Il vulcano etneo è localizzato in un’area geologicamente complessa. Il quadro geodinamico è dominato dalla subduzione dell’avanpaese africano e della crosta oceanica ionica al di sotto della catena appenninica. Secondo una visione classica e per lo più accettata, l’Etna si trova all’intersezione di tre importanti sistemi di faglia a carattere regionale, i lineamenti tettonici dominanti sono di tipo distensivo:

a) il sistema Tindari-Giardini (NO-SE)
b) il sistema Comiso-Messina (NE-SO)
c) il sistema M. Kumeta -Alcantara (O-E)

Gli inizi, il periodo tholeitico vulcano etneo

In effetti recenti studi geofisici ridimensionano l’importanza di questi sistemi, mentre forniscono delle indicazioni che tenderebbero a dare una maggiore importanza, per l’evoluzione del magmatismo etneo, alle faglie della scarpata Ibleo-maltese.
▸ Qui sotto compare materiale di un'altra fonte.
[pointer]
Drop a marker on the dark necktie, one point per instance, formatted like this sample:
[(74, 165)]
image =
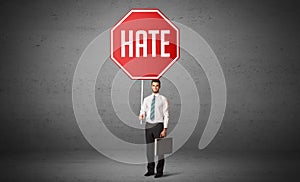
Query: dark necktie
[(152, 111)]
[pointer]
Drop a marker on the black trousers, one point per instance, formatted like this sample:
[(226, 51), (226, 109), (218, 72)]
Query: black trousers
[(153, 131)]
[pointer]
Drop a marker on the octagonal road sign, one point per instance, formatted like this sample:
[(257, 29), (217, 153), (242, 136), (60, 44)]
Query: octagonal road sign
[(144, 44)]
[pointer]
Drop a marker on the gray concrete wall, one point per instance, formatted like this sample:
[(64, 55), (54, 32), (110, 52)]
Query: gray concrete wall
[(256, 43)]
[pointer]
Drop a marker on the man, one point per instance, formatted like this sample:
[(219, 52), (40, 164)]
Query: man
[(155, 110)]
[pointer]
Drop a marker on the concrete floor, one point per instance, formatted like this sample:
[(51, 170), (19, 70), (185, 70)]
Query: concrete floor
[(181, 166)]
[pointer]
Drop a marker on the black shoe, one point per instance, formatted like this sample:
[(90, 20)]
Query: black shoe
[(158, 175), (149, 173)]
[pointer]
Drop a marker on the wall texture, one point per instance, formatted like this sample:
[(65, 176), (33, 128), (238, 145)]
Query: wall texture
[(256, 43)]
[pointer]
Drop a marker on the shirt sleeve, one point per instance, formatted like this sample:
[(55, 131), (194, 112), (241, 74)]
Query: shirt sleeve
[(166, 112)]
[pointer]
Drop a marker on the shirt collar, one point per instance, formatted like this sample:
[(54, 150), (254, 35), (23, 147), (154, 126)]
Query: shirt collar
[(155, 94)]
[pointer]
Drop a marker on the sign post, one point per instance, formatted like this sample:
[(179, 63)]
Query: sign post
[(144, 44)]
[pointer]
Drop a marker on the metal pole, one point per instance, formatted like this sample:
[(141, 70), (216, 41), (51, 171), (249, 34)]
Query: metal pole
[(142, 96)]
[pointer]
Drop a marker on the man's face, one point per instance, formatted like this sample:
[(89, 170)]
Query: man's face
[(155, 87)]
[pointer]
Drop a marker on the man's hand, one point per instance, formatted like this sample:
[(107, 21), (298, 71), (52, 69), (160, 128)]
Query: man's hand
[(163, 133), (141, 117)]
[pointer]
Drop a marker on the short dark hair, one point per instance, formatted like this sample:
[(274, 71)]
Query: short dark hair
[(158, 81)]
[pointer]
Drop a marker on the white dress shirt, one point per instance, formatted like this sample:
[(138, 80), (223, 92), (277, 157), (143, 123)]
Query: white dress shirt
[(161, 109)]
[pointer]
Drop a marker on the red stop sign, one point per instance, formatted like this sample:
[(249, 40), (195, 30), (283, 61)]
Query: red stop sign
[(144, 44)]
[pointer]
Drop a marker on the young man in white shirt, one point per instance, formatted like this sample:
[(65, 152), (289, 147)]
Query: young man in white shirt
[(155, 110)]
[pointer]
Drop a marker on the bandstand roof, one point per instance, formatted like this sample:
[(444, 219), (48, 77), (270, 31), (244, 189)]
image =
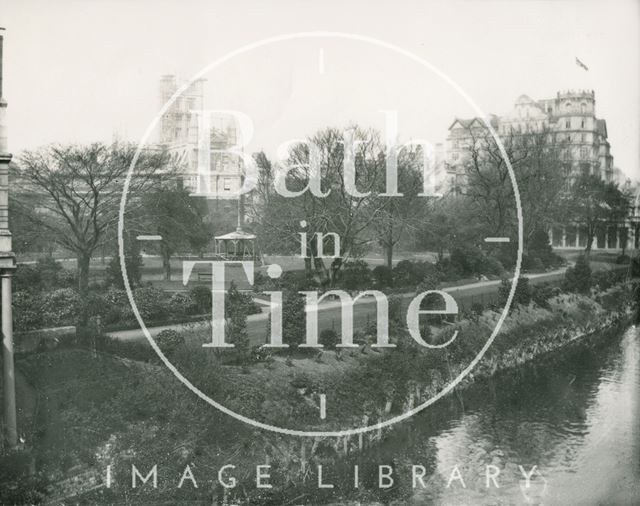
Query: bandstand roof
[(236, 235)]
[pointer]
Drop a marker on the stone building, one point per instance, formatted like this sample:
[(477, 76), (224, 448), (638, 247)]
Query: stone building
[(585, 149), (178, 132)]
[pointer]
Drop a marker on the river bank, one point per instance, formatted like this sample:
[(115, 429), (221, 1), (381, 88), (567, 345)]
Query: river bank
[(138, 413)]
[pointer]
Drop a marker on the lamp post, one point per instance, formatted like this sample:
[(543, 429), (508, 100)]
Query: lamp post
[(7, 266)]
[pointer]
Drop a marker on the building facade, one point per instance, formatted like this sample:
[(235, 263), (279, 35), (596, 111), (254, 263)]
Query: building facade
[(178, 133), (584, 148)]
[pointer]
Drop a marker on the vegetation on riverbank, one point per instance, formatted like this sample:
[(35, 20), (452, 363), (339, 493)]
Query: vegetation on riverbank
[(109, 410)]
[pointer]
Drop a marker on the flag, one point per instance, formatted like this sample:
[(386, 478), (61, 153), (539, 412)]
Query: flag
[(580, 64)]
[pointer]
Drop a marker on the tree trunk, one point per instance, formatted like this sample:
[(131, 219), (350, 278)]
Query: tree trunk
[(84, 261), (166, 262), (590, 238), (388, 253)]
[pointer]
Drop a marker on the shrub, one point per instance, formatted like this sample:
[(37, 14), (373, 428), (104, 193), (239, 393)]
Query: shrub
[(623, 259), (133, 264), (201, 296), (471, 260), (239, 301), (60, 307), (541, 294), (152, 303), (27, 314), (356, 275), (116, 307), (522, 294), (293, 318), (181, 304), (578, 277), (168, 340), (329, 338), (46, 274), (537, 264), (477, 308), (539, 247), (382, 276), (404, 273), (27, 277)]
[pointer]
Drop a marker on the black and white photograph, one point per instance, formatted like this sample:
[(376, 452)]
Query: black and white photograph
[(333, 253)]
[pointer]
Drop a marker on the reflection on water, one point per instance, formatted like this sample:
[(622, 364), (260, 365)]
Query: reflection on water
[(576, 418)]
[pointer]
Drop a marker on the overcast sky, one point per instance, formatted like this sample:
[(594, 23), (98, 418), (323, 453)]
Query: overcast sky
[(78, 71)]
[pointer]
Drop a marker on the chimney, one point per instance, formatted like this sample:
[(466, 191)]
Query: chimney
[(5, 158), (3, 105)]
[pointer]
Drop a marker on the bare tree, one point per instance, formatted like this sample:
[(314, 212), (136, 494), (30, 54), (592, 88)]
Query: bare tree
[(396, 215), (536, 160), (82, 187), (339, 212)]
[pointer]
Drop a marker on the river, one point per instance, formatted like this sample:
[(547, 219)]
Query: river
[(574, 415)]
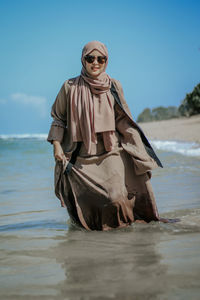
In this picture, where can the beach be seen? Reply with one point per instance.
(180, 129)
(44, 257)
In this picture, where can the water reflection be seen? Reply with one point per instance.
(120, 264)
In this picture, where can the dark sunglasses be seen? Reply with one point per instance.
(90, 59)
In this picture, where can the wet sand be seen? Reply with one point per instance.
(181, 129)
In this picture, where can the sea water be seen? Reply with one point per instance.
(43, 257)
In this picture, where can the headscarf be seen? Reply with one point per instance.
(91, 104)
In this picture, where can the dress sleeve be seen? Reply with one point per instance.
(59, 115)
(131, 141)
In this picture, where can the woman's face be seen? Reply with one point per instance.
(95, 68)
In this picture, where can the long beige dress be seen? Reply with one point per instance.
(105, 190)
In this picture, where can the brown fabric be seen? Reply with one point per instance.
(91, 108)
(104, 190)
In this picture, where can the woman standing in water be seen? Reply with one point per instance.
(103, 160)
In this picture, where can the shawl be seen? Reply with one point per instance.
(91, 104)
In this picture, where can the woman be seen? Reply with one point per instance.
(103, 160)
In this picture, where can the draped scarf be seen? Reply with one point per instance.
(91, 107)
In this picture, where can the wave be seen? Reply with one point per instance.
(184, 148)
(38, 136)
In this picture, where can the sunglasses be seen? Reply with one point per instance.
(90, 59)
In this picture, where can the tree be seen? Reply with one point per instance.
(191, 104)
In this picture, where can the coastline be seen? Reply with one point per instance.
(178, 129)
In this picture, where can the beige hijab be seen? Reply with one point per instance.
(91, 106)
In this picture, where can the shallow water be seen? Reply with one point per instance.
(43, 257)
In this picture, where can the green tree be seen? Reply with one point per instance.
(191, 104)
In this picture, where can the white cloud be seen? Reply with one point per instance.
(40, 103)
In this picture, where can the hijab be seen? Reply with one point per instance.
(91, 104)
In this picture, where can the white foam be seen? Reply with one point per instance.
(184, 148)
(38, 136)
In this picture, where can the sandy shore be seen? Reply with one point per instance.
(181, 129)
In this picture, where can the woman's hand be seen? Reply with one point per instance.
(58, 152)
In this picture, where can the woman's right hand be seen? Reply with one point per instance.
(58, 152)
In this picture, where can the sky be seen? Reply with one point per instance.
(154, 51)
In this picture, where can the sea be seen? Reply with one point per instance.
(42, 256)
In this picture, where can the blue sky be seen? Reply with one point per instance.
(154, 50)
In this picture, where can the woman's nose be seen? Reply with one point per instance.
(95, 61)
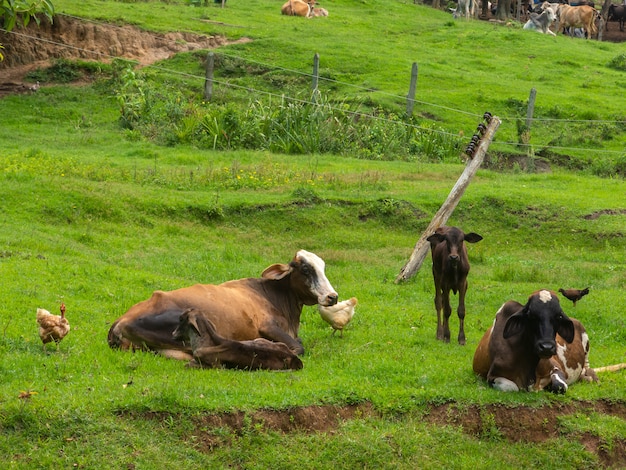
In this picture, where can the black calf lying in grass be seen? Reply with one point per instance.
(211, 350)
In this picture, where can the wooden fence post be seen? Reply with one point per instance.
(445, 211)
(410, 98)
(208, 80)
(316, 73)
(525, 135)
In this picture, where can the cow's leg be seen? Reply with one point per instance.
(447, 311)
(176, 354)
(438, 308)
(504, 385)
(274, 332)
(461, 313)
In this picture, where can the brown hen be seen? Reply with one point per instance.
(52, 327)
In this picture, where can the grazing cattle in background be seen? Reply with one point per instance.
(541, 22)
(211, 350)
(298, 8)
(467, 8)
(450, 269)
(319, 12)
(267, 307)
(533, 346)
(616, 13)
(577, 17)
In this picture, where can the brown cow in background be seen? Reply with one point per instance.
(298, 8)
(450, 269)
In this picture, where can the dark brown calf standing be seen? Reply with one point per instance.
(450, 269)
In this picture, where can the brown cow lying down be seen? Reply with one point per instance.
(298, 8)
(533, 347)
(211, 350)
(267, 307)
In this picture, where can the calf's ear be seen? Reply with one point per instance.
(276, 271)
(436, 238)
(566, 329)
(472, 237)
(515, 324)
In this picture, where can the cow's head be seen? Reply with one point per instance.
(541, 319)
(307, 279)
(454, 238)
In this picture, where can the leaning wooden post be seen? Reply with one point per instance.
(208, 80)
(445, 211)
(410, 98)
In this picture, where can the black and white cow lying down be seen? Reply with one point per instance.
(534, 346)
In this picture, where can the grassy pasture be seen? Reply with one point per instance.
(98, 220)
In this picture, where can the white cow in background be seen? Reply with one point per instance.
(467, 8)
(541, 22)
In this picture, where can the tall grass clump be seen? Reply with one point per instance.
(309, 125)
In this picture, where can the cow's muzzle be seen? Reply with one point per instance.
(329, 300)
(546, 349)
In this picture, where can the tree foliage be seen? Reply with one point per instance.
(12, 11)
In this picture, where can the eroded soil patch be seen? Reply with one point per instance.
(26, 49)
(514, 424)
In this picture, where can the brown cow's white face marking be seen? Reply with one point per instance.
(545, 296)
(321, 287)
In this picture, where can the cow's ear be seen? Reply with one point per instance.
(276, 271)
(472, 237)
(193, 322)
(566, 328)
(436, 238)
(515, 324)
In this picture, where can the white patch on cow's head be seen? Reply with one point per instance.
(324, 291)
(584, 339)
(572, 374)
(545, 296)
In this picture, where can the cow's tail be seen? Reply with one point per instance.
(114, 340)
(613, 368)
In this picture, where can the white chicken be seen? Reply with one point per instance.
(52, 327)
(338, 315)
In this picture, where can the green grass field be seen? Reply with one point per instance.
(98, 218)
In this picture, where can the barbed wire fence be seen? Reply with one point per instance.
(209, 82)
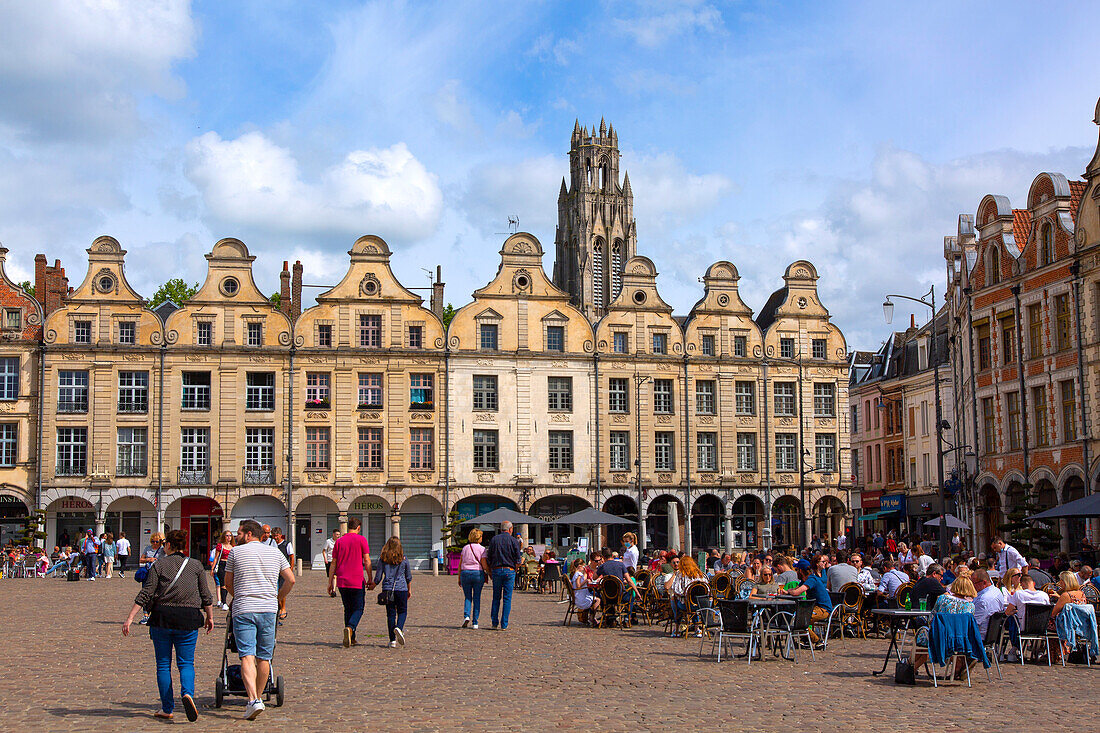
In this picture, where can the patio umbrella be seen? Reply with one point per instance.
(592, 516)
(952, 522)
(498, 515)
(1085, 506)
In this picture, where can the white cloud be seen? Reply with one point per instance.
(660, 22)
(78, 68)
(251, 182)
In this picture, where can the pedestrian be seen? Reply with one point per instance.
(220, 558)
(177, 597)
(503, 558)
(394, 575)
(473, 572)
(109, 548)
(252, 575)
(350, 573)
(327, 550)
(90, 548)
(122, 549)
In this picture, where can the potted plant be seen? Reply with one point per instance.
(452, 542)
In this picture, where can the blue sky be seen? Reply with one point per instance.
(849, 133)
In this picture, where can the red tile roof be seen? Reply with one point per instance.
(1021, 227)
(1076, 190)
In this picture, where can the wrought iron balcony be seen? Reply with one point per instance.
(259, 476)
(194, 477)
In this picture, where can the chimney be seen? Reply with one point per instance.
(437, 293)
(40, 280)
(284, 288)
(296, 292)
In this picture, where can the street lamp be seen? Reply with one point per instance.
(930, 299)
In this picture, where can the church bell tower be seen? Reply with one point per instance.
(595, 233)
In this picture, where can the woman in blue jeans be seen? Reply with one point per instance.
(177, 597)
(393, 577)
(473, 571)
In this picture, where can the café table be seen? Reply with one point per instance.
(898, 619)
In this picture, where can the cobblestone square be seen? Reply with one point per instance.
(67, 667)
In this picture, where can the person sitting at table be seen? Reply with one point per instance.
(892, 579)
(766, 586)
(1016, 610)
(814, 588)
(685, 572)
(987, 601)
(583, 598)
(958, 599)
(928, 588)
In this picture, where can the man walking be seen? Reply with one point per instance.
(122, 547)
(252, 577)
(503, 556)
(349, 571)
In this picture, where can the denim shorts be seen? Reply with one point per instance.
(254, 634)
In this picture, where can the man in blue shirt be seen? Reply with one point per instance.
(814, 588)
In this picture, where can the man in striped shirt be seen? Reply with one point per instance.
(252, 577)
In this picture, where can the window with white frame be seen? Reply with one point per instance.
(260, 391)
(706, 445)
(663, 451)
(485, 394)
(560, 394)
(196, 393)
(133, 392)
(785, 452)
(619, 455)
(561, 450)
(370, 391)
(132, 451)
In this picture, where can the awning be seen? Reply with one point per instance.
(878, 515)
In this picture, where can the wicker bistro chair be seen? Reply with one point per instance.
(722, 586)
(611, 603)
(1036, 620)
(733, 621)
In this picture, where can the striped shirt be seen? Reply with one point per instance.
(255, 568)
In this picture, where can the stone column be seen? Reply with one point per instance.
(673, 525)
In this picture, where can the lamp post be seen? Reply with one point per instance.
(888, 313)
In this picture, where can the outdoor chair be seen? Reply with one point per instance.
(611, 602)
(571, 595)
(733, 621)
(722, 584)
(994, 638)
(1036, 620)
(788, 628)
(551, 576)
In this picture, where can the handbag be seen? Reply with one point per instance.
(904, 674)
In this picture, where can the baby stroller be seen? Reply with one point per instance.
(230, 682)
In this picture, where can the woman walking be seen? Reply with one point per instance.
(109, 549)
(220, 557)
(473, 572)
(394, 576)
(176, 595)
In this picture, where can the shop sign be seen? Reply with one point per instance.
(892, 503)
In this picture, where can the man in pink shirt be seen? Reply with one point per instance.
(350, 572)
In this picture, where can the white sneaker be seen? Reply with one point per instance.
(253, 709)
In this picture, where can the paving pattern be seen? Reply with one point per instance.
(65, 666)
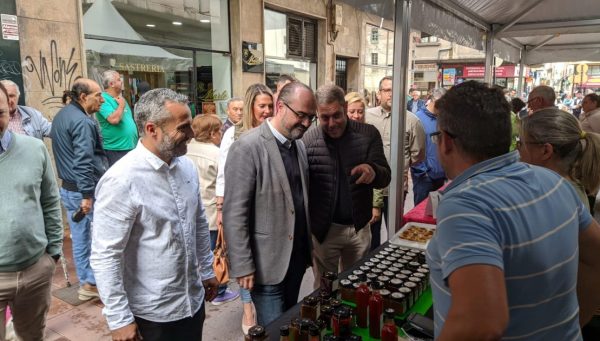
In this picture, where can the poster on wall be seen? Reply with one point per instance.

Quest’ultima faglia disloca il basso settore orientale del massiccio etneo formando una serie di strutture distensive accentuate da scarpate, le “timpe” o “ripe” con orientamento NNO-SSE. Il settore orientale del vulcano è limitato verso nord dalla “faglia della Pernicana” orientata E-O.

Gli inizi, il periodo tholeitico manifestazioni vulcaniche

Le prime manifestazioni vulcaniche dell’area etnea affiorano alla base dell’Etna, e costituiscono gli splendidi affioramenti della “costiera dei Ciclopi” e le lave a pillow della rupe di Acicastello ma anche i basalti colonnari affioranti nel terrazzo fluviale del Simeto, esteso da Paternò fino ad Adrano. Gli studi sulla composizione di queste lave hanno messo in evidenza che si tratta di Tholeiiti, cioè di magmi simili, anche se con delle differenze, da quelle che vengono prodotte in aree del mantello terrestre caratterizzate da alti gradi di fusione parziale di grande attività distensive, tipiche delle dorsali e delle isole oceaniche. Le tholeiiti costituiscono una percentuale assai limitata dei prodotti dell’area etnea e sono state eruttate, da apparati fissurali, spesso sott’acqua, in più riprese a partire da circa 500.000 anni fa, questa è infatti l’età dei più antichi prodotti etnei.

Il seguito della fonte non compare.